The Blender community are an indispensable part of Blender and proved this early on in the organisation’s history. During this case study, I learned that there is no open source without community. In October 2001, when Blender was still a purely commercial product, although they were struggling to raise additional investor funding, they already had a loyal following. Although the company had raised 4.5 million euros in venture capital, it shut down in 2002. When Ton Rosendaal decided to register the software under the GNU License, he needed to buy out the investors. He turned to the community to raise the 100,000 euros he required to buy back the rights through the “Free Blender” campaign. Over the years, the Blender community has contributed through code commits, language support and translations, tutorials, bug tracking, and donations. Without them, Blender could not have broken into the mainstream the way it has today.

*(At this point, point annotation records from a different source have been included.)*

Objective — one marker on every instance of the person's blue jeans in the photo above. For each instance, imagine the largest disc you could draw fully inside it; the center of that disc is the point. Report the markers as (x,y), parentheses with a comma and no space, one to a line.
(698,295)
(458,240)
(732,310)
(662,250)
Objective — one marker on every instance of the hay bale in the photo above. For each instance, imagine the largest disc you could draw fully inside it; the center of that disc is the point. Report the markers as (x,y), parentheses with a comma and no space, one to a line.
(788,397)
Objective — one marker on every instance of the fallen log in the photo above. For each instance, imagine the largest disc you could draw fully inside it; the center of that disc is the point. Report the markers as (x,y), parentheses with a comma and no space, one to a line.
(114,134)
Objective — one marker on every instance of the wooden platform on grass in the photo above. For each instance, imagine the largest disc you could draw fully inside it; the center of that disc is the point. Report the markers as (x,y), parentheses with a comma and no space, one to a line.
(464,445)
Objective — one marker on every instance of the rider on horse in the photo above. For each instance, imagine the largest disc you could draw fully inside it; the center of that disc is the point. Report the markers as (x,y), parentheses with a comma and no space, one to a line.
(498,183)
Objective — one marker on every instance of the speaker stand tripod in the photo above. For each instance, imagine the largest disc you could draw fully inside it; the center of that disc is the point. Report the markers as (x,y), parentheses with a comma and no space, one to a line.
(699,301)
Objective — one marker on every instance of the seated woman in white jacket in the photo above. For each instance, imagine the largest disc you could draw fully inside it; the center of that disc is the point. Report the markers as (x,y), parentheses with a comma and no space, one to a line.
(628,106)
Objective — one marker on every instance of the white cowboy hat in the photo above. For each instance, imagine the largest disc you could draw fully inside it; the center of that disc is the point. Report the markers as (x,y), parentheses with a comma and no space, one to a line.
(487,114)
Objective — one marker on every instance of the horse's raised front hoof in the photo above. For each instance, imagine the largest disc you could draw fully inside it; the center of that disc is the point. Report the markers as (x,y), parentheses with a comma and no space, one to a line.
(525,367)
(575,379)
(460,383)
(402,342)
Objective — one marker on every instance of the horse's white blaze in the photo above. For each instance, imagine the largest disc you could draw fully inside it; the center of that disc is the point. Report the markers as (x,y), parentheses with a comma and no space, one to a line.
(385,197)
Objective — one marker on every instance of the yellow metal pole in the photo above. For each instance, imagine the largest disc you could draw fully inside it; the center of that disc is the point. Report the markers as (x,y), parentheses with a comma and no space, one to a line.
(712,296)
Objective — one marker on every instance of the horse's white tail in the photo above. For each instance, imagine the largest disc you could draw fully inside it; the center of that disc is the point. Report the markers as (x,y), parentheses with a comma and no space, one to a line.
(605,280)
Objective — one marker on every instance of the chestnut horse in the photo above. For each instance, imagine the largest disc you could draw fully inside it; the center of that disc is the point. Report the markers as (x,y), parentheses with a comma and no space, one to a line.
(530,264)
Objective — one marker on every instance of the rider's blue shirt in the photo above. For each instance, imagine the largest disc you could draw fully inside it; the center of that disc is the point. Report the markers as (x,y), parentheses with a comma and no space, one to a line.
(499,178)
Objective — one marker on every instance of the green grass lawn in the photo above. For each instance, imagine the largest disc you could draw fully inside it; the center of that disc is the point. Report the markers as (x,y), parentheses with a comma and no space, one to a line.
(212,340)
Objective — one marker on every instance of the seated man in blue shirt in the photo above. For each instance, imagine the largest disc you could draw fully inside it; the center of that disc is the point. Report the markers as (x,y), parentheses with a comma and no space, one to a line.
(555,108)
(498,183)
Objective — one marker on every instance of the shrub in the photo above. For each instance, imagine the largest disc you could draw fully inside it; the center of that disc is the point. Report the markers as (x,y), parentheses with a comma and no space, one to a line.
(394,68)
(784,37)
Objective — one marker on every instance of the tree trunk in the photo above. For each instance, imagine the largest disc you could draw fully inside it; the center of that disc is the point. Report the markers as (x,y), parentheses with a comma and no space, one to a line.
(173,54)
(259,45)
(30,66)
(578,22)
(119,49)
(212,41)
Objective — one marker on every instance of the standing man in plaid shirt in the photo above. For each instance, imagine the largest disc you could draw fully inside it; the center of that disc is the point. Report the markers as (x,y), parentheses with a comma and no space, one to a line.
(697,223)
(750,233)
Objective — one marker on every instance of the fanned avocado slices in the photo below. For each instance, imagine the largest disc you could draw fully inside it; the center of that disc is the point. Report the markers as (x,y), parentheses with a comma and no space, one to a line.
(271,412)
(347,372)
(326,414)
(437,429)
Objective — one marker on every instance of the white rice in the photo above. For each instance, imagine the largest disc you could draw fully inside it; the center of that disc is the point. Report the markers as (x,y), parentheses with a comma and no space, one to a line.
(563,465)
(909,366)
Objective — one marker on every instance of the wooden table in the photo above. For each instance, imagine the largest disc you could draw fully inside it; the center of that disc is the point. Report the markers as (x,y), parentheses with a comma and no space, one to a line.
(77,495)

Blender Foundation believes that “Everyone should be free to create 3D CG content, with free technical and creative production means and free access to markets.” My theory is that Blender’s corporate supporters are most concerned with this access to markets. The global film, tv, and video game industry runs in multi-billions, and while large-scale films and video game (AAA) titles are not going away, there is a huge market for mid-small-scale productions. Where an indie studio or a freelance creator might be unable to fork out thousands of dollars for 3D software, they could still deliver industry-standard work through Blender. The creator economy continues growing and morphing daily, and so does its value. Epic Games, for one, has continued acknowledging the importance of the creator economy through a series of investments and acquisitions. On March 2, 2022, Epic Games announced that it bought Bandcamp to develop an e-commerce-powered marketplace for creators. In July 2022, Meta announced Music Revenue Sharing, a new monetisation option for its Facebook platform designed to lure creators back to its ad ecosystem. In Adobe’s “Future of Creativity” study (August 2022), they estimated that:

  • More than 165 million creators joined the global creator economy in the last two years, with significant growth in the U.S. (+34 million new creators), Spain (+10 million), South Korea (+11 million) and Brazil (+73 million).
  • One in four people are contributing to online spaces, reshaping the future of work, social causes and mental health.
  • 17% of creators are business owners, while 39% aspire to become business owners one day.

Millennials represent 42% of the Creator Economy. By comparison, Gen Z represents 14%. What they both have in common is a lower purchasing power than generators before them. This is where open-source tools come in handy. Poor millennials or Gen A or Z’ers who are part of the creator economy can not afford tools that are paid for but will use those at their disposal to try to generate an income. Giant corporations will want to capitalise on this by ensuring that creators can keep contributing their work to their pipelines. Somehow, Blender finds itself in the midst of all this. This powerful combination allows Blender to operate in and benefit from the global capitalist system while remaining open source.